The areas are designed to maximize industrial activities, export, import, and other related activities which have high economic value.
Furthermore, the areas are given certain facilities and incentives to increase competitiveness among the countries nearby.
Indonesia Special Economic Zones are directed to fulfill the achievement of The National Priority Development Agenda:
• It is strengthening the framework of a unitary state of Indonesia by alleviating uneven regional development
• The SEZs are expected to improve Indonesia’s value-added and value chain through down-streaming industrialization
• The SEZs development will increase outer island competitiveness as an investment destination, through regional infrastructure development
Development Objectives of Special Economic Zones:
• Optimization of industry activities, export, import, and other economic activities which have high economic value
• Accelerate regional development through the establishment of new economic growth centers to balance the development among regions
• Embodying a breakthrough in the regional development model for economic growth, namely industry, tourism, and trade to create job opportunities
The Indonesian government has pledged to make the special economic zones (SEZs) a policy priority to attract foreign investment, boost industrial activity, and promote job creation. This strategy has been further facilitated through various tax incentive programs by Indonesia’s Ministry of Finance.

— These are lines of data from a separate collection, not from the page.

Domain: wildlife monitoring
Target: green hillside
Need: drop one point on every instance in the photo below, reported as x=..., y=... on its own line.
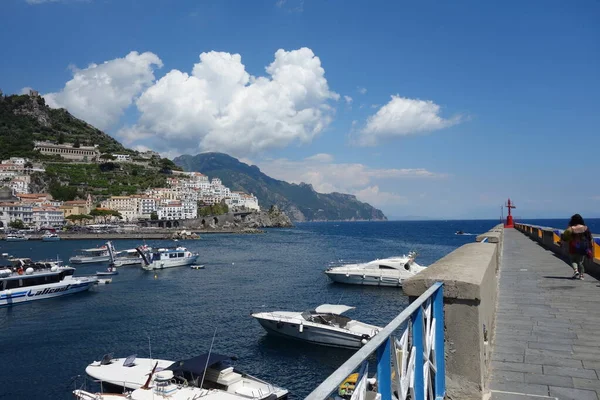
x=301, y=202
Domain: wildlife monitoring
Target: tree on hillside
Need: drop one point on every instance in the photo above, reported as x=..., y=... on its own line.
x=17, y=224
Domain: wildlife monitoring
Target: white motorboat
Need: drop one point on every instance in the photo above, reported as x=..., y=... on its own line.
x=324, y=325
x=206, y=372
x=385, y=272
x=28, y=281
x=16, y=237
x=91, y=256
x=50, y=237
x=167, y=258
x=130, y=257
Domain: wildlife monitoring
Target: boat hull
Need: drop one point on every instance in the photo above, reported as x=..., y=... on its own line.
x=312, y=334
x=365, y=279
x=164, y=264
x=42, y=292
x=89, y=260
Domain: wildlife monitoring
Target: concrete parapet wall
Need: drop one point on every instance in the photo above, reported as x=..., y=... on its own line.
x=469, y=275
x=550, y=239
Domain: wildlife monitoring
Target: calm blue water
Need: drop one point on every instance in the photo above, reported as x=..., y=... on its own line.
x=43, y=344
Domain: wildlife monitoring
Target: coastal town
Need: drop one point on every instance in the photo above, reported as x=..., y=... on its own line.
x=184, y=194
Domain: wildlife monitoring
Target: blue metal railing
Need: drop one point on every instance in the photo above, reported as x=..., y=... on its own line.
x=419, y=368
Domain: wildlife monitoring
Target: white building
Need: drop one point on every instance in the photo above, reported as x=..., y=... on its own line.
x=125, y=205
x=10, y=212
x=122, y=157
x=48, y=216
x=170, y=210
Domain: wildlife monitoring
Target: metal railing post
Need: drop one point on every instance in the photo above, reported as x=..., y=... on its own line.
x=419, y=382
x=440, y=362
x=384, y=370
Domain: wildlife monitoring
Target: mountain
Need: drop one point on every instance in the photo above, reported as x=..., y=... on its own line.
x=26, y=118
x=301, y=202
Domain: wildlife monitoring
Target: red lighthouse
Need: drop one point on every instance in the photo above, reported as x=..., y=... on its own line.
x=509, y=220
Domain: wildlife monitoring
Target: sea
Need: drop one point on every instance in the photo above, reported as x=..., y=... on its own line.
x=178, y=313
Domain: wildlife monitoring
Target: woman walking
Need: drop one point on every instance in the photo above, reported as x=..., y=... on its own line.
x=581, y=244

These tax incentives include exemptions from income tax, value-added tax (VAT), import duties, sales tax on luxury goods, and excise duties.
Corporate income tax allowance
Taxpayers that invest 100 billion rupiahs (US$7 million) are also eligible to receive several CIT allowances. These are:
- A 30 percent reduction in net income on the total investment on fixed assets reduced over six years over six years, at five percent per year;
- Accelerated depreciation allowances of up to 100 percent of tangible and intangible assets.
- A WHT rate of 10 percent, or the treaty rate (whichever is lower) on dividend payments made to non-resident recipients; and
- Tax loss is carried forward for up to 10 years.
Import and excise duties
Import duties, tax on the importation, and excise duties are all exempted on the following dutiable/taxable goods:
- Capital goods used for the construction or development of SEZs for a period of five years; and
- For the entry of consumable raw materials for service industries (for tourism SEZs); and
- Entry of goods to be sold in shops and shopping centers (for tourism SEZs).
VAT and sales tax on luxury goods
VAT will not be collected for the following activities:
- The import of taxable tangible goods into an SEZ by a business entity;
- The delivery of taxable tangible goods from another Indonesian free trade zone, customs area, or bonded storage facilities to a business entity;
- The delivery of taxable services or goods, including land or buildings by a business entity in an SEZ to another business entity in the same or another SEZ; and
- The import of consumer goods into a tourism SEZ.
The non-collection of VAT also applies to raw materials needed to produce taxable services or goods related to ship and aircraft maintenance, repair, and overhaul (MRO) activities.
To be eligible for all the mentioned incentives, businesses will need to meet the following conditions:
- Business license;
- Evidence of being a domestic corporate taxpayer;
- Have approval from the Indonesian Investment Coordinating Board, based on the company’s standard industrial classification (KBLI);
- Location of the project; and
- Determination of the type of production/services to be conducted.